Identification of exhausted and apoptotic MAIT cells following Salmonella enterica serovar Typhi challenge. Ex vivo peripheral blood mononuclear cells were analyzed as described in Figure 1. Expression of CD57 and caspase-3 were performed to identify exhausted and apoptotic MAIT cells, respectively. Combined data of MAIT cells expressing (A) CD57 or coexpressing (B) CD57 and CD38 surface markers. Combined data of MAIT cells expressing (C) caspase-3 or coexpressing (D) caspase-3 and CD38 surface markers. Bar graphs extend from the 25th to 75th percentiles, and the line in the middle represents the median of the pooled data from the five different subjects. The whiskers delineate the smallest to the largest value.
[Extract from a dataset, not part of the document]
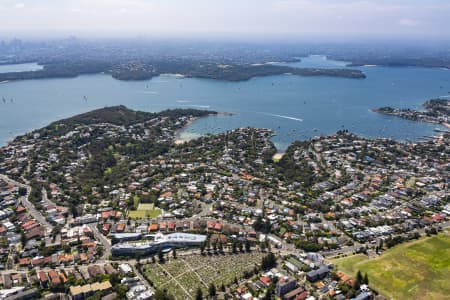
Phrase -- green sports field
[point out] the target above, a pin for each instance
(415, 270)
Numbers in the “X” axis represent days after the challenge, except for the numbers inside of the green box that represent 48 and 96 h after diagnosis of typhoid disease. NoTD, volunteers who did not develop typhoid disease; TD, volunteers who developed typhoid disease.

Figure 4

MAIT cell proliferation following Salmonella enterica serovar Typhi challenge. Ex vivo peripheral blood mononuclear cells were analyzed as described in Figure 1. Ki67 expression was used to identify proliferating MAIT cells. (A) Representative data of intracellular expression of Ki67⁺ MAIT cells over a 28-day post-challenge follow-up period in NoTD and typhoid disease (TD) volunteers who received a low- or high-dose challenge. (B) Individual and (C) combined data of proliferating MAIT cells from volunteers receiving a low-dose challenge. (D) Individual and (E) combined data of proliferating MAIT cells from volunteers receiving a high-dose challenge. (F) Individual and (G) combined data of CD38-positive cells gated on proliferating (Ki67⁺) MAIT cells. Bar graphs extend from the 25th to 75th percentiles, and the line in the middle represents the median of the pooled data from the five different subjects. The whiskers delineate the smallest to the largest value. Numbers in the “X” axis represent days after the challenge, except for the numbers inside of the green box that represent 48 and 96 h after diagnosis of typhoid disease. NoTD, volunteers who did not develop typhoid disease; TD, volunteers who developed typhoid disease.

Figure 5

Evaluation of exhaustion and apoptosis in proliferating MAIT cells. Ex vivo peripheral blood mononuclear cells were analyzed as described in Figure 1. Expression of CD57 and caspase-3 were performed to identify exhausted and apoptotic in proliferating MAIT cells, respectively. Individual and combined data of Ki67⁺ MAIT cells expressing (A) capsase-3 or (B) CD57 surface markers are shown. MAIT cells were sequentially gated on Ki67⁺ and then on capsase-3 or CD57 surface markers. Bar graphs extend from the 25th to 75th percentiles, and the line in the middle represents the median of the pooled data from the five different subjects. The whiskers delineate the smallest to the largest value. Numbers in the “X” axis represent days after the challenge, except for the numbers inside of the green box that represent 48 and 96 h after diagnosis of typhoid disease. NoTD, volunteers who did not develop typhoid disease; TD, volunteers who developed typhoid disease.

Figure 6

Evaluation of the homing potential of MAIT cells following Salmonella enterica serovar Typhi challenge. Ex vivo peripheral blood mononuclear cells were analyzed as described in Figure 1. Additional gating on CCR6 and CCR9 were performed to identify MAIT cells with the potential to home to inflamed and gut tissues, respectively. Combined data of MAIT cells coexpressing (A) CCR6 and CD38, (B) CCR9 and CD38, (C) CCR6 and CCR9, (D) CCR6 and caspase-3, and (E) CCR9 and caspase-3 surface markers. Bar graphs extend from the 25th to 75th percentiles, and the line in the middle represents the median of the pooled data from the five different subjects. The whiskers delineate the smallest to the largest value. Numbers in the “X” axis represent days after the challenge, except for the numbers inside of the green box that represent 48 and 96 h after diagnosis of typhoid disease. NoTD, volunteers who did not develop typhoid disease; TD, volunteers who developed typhoid disease.